The file has two methods to convert 4-up/6-up/… slides to a more convenient one slide per page. First method adv_slide_split gives better output(ex: similar to original slides), but works in very few cases. This method doesn’t use the row column information, given at input. Second method slide_split works by dividing the page into equal sized pages, usually not as good as the original 1-up, but works with most of the cases. If possible, the program will use the first method, else the second one.

Rest of the post is about my experience with the problem. Not a required read for using the program.

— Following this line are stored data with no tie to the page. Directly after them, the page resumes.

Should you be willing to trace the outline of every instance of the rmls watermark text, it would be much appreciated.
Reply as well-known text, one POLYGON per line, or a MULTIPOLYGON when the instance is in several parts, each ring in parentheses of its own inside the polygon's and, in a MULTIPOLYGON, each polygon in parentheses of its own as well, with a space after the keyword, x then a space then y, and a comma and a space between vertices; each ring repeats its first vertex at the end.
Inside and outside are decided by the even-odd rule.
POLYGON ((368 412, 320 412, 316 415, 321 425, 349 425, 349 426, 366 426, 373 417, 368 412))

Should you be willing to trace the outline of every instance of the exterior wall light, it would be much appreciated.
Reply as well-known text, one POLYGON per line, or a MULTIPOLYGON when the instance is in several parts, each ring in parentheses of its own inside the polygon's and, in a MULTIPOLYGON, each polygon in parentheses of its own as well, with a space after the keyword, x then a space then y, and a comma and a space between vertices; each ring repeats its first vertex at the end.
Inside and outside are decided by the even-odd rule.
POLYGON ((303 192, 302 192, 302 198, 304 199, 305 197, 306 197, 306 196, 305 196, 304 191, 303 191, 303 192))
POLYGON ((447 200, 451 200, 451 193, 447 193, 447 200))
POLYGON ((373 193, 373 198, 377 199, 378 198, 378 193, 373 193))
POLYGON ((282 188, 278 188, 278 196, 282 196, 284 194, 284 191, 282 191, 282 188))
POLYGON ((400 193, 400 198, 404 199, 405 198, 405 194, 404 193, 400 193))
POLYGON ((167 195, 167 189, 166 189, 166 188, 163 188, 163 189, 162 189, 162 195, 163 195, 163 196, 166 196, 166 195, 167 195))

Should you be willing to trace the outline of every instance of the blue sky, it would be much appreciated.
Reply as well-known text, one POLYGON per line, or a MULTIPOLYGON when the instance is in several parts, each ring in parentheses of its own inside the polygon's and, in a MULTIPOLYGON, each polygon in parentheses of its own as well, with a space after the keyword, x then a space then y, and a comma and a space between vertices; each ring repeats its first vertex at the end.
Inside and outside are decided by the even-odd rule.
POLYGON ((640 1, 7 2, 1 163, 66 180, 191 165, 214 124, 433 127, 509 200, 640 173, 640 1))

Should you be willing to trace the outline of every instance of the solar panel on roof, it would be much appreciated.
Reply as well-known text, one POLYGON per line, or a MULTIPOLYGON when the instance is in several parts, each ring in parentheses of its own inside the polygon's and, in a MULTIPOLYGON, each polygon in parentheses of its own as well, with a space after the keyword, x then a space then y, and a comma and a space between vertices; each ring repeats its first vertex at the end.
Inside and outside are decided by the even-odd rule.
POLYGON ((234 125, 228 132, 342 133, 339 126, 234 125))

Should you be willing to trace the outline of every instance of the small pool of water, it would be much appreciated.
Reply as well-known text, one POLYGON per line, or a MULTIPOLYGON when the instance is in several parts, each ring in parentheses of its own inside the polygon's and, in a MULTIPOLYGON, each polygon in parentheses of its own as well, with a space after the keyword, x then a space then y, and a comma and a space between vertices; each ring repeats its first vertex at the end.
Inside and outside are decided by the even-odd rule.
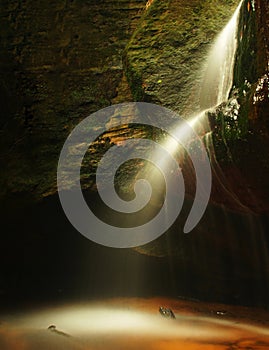
POLYGON ((269 348, 269 313, 175 299, 35 307, 6 313, 0 321, 1 350, 269 348), (176 318, 163 317, 160 306, 171 308, 176 318))

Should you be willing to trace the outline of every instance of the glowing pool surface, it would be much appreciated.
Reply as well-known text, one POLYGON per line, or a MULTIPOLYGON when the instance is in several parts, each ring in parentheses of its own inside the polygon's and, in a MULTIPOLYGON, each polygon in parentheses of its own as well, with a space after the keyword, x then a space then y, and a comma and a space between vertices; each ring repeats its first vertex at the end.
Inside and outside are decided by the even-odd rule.
POLYGON ((6 313, 0 318, 0 349, 269 349, 266 313, 254 322, 253 310, 226 309, 169 299, 117 299, 6 313), (161 305, 171 307, 176 319, 162 317, 161 305), (48 330, 51 325, 56 329, 48 330))

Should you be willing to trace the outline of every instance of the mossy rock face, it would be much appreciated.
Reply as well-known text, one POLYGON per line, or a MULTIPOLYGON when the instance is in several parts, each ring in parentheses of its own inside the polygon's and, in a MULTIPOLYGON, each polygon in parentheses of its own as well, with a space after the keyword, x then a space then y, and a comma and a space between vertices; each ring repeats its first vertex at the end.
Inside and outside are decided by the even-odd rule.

First off, you need to know that pdf is, in simple words, a collection of data and instructions on how to present the data. Its different/complex from markup languages, as it has to deal with various devices, like printer, and not just the web. And has to be able to represent complex typography and graphics etc, in a concise way.

A pdf file contains lots of <num> 0 obj and endobj pairs in it. Called Indirect Objects, these are used as a reference to objects in the file. Example, from collection of pages to postscript instructions and fonts and colors etc. There are few kinds and types of objects. Name objects starting with ‘/’, dictionary objects enclosed in ‘<<‘ ‘>>’ pair, array objects in ‘[‘ ‘]’ pair, stream object mostly used for data. For our purpose, these should be enough. Indirect objects making it easy to share objects among objects! <num> 0 R is used to refer to an object. I have skimmed, skipped and missed much of the information. If you are interested, read the manual [4.5Mb]. Chapter 3 is the most relevant part.

I was lucky enough to stumble upon a nicely generated slide to dig into, similar to this one . A casual look into the raw file shows /Page tags.

7 0 obj <<
/Type /Page
/Contents 8 0 R
/Resources 6 0 R
/MediaBox [0 0 841.89 595.276]
/Parent 9 0 R
>> endobj

With the /Page tags are /Resources with an object reference. The referred object is /XObject dictionary with references to 4 objects.

6 0 obj <<
/XObject <</Im2 2 0 R /Im3 3 0 R /Im4 4 0 R /Im5 5 0 R>>
/ProcSet [ /PDF ]
>> endobj

I removed 3 of them from the dictionary. The pdf file indeed showed only the remaining slide (with empty space for others), while xpdf complained about missing references. Manual mentions that /XObject names external objects. That means the names must be used somewhere else. But searching for those names show only the /XObject entries. Page objects entry in manual mentions that /Contents is where the contents of page are described. But /Contents refers to a /FlateDecode stream (essentially a zipped binary of the description of page). Fortunately, I didn’t have to look inside it. Need was just to display those external references, one on each page. The external references in /XObject themselves were of type /XObject.

2 0 obj <<
/Type /XObject

Manual mentions details about the type and how to display it. To have a proof of concept, I changed a Page objects /Contents key to point to a custom stream, and /Page to contain one slide. Here’s the output. More work was needed to convert the whole document. New pages would be needed, as each page would have to be replaced with 4 new once, references would have to be updated, page counts at all levels need to be updated, xref would have to be updated etc.

This needed considerably more effort than I intended. Again, fortunately, I came across pyPdf. Its a versatile library. In the README itself, it shows the trick of cropping a page (Although I would call it zooming). So all I had to do was to copy page 4 times and only show relevant part in each of them.

The above method doesn’t depend on slides being available as separate resources, but used the concept of MediaBox. So it would work with most pdf files. But, if the slides are available as separate resources, the earlier method results in a pdf closer to the original sources. For comparison of the output, here are slides generated with method using XObject and the MediaBox one. Fortunately the library also makes it easier for me to implement the earlier /XObject method. It depends on the internals of pyPdf implementation. So either you would have to copy it to the pyPdf source file, or import all the internal classes of pyPdf.

In all, this is less than a days (cumulative) work.